When it comes to IoT analytics, most of them take place in the cloud. The simple reason for that is resource availability – the public cloud has more than ample computing power, and it’s in a central location. However, there are instances when analytics are better carried out closer to the client-end of things. Nowhere is this truer than with industrial applications and manufacturing facilities. Both of these environments generate incredible amounts of raw data, but often lack the infrastructure necessary to process that information. This need has given rise to hybrid industrial cloud computing.
The Need for Cohesion
Industrial environments and manufacturing facilities are at the forefront when it comes to things like automation, AI development, and intelligent process manufacturing. However, without a cohesive supporting platform, those promising technologies will likely become lost in a sea of unstructured data.

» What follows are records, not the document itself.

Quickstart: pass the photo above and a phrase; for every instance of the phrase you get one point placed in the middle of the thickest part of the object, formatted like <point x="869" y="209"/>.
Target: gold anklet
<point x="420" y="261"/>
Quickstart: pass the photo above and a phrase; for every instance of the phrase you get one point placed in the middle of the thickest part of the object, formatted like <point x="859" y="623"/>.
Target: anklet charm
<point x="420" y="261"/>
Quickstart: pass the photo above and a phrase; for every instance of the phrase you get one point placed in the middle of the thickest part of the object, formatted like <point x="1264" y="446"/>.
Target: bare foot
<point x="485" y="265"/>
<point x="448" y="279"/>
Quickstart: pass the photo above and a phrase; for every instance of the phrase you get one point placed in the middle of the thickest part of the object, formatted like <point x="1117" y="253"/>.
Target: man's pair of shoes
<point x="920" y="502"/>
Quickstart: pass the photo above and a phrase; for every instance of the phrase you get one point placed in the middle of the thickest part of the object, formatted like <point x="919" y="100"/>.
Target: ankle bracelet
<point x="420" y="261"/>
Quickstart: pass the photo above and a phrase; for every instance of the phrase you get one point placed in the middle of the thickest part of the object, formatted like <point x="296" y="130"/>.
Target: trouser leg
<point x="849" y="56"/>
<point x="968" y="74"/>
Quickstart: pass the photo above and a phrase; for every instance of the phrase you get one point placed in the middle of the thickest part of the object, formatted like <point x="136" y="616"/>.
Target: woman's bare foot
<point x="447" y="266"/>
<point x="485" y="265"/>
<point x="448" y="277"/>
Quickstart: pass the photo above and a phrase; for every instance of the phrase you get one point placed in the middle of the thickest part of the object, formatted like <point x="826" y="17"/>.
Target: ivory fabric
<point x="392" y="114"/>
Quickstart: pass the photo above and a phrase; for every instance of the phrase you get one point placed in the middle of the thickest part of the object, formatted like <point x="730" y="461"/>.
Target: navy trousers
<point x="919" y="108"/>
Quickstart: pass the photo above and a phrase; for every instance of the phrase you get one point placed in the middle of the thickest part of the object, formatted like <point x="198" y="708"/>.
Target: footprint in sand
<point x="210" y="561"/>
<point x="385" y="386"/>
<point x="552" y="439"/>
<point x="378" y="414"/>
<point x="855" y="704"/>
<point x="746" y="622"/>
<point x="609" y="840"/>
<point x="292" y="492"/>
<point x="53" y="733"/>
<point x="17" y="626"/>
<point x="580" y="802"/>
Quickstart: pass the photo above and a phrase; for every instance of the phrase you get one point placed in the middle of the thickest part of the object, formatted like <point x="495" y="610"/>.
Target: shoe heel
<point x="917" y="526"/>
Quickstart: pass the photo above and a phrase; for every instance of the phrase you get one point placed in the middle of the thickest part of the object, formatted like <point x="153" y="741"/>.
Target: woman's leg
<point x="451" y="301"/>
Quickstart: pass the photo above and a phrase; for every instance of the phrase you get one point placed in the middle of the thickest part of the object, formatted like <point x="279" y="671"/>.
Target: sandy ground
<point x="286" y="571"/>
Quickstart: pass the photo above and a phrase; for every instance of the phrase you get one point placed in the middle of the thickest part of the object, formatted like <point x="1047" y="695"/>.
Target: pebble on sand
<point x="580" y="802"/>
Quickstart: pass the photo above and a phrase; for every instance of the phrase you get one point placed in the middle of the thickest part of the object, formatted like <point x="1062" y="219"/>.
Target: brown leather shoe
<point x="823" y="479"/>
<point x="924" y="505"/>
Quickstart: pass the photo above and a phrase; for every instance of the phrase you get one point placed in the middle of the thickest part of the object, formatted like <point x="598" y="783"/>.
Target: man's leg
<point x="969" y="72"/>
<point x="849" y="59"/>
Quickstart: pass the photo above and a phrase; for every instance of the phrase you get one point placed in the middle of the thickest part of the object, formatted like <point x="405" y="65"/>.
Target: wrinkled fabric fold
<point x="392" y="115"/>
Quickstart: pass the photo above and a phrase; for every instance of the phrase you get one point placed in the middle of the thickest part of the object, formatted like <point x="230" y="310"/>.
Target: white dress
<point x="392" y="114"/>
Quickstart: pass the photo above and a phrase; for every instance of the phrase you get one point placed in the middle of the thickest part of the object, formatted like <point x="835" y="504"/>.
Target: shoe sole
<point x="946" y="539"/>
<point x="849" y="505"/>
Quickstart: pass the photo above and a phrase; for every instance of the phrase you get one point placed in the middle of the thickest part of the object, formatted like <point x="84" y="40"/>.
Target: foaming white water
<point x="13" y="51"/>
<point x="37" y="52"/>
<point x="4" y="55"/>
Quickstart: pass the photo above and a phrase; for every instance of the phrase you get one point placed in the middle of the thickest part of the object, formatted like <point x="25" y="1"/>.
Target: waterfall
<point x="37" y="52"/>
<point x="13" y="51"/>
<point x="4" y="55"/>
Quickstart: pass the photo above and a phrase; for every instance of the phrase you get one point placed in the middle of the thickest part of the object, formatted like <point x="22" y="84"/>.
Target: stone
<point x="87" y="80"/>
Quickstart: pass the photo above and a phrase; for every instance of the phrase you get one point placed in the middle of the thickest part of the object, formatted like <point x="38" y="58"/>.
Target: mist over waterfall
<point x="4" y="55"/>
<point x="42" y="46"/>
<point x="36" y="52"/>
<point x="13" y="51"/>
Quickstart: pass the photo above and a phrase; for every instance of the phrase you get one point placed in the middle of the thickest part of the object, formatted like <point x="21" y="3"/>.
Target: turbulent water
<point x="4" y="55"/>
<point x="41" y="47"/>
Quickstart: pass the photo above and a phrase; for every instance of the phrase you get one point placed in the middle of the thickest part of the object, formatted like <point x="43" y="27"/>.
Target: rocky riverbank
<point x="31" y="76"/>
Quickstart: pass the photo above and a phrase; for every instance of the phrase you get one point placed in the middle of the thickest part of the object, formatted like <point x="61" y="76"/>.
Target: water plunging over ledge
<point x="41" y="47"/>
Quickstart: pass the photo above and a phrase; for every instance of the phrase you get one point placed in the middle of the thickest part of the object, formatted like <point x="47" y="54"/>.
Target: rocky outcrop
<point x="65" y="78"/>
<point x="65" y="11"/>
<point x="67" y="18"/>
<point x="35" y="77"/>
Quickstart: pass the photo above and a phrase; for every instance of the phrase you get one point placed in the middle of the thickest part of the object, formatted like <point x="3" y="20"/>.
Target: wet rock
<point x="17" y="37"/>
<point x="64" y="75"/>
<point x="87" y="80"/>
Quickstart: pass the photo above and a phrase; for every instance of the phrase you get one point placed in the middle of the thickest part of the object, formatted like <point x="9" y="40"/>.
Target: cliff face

The answer to this challenge is the hybrid industrial cloud, which covers and connects all aspects of these operations. It promises to be the unifying force needed to bring disparate but related technologies and techniques like AI and machine learning together, enabling process streamlining and improvement across the board.
An Evolving Solution
However, there are some unique aspects to this that must be understood. For instance, while hybrid cloud adoption will reach 21.1 CAGR within the next five years, more than double its current adoption rate, initial deployments reflect the sector’s roots. For instance, infrastructure as a service (IaaS) is perhaps the most common deployment, and is a good starting point for organizations interested in getting into the cloud but anxious about the effect of interruptions on their IT operations.
Another advent in this sector is the development of the industrial cloud platform as a service, or PaaS. This promises to move many tasks previously relegated to IaaS solutions into the public cloud. For instance, patching and software maintenance. However, software as a service, or SaaS, built on this by providing managed services that took the brunt of the workload off industrial organizations and manufacturers.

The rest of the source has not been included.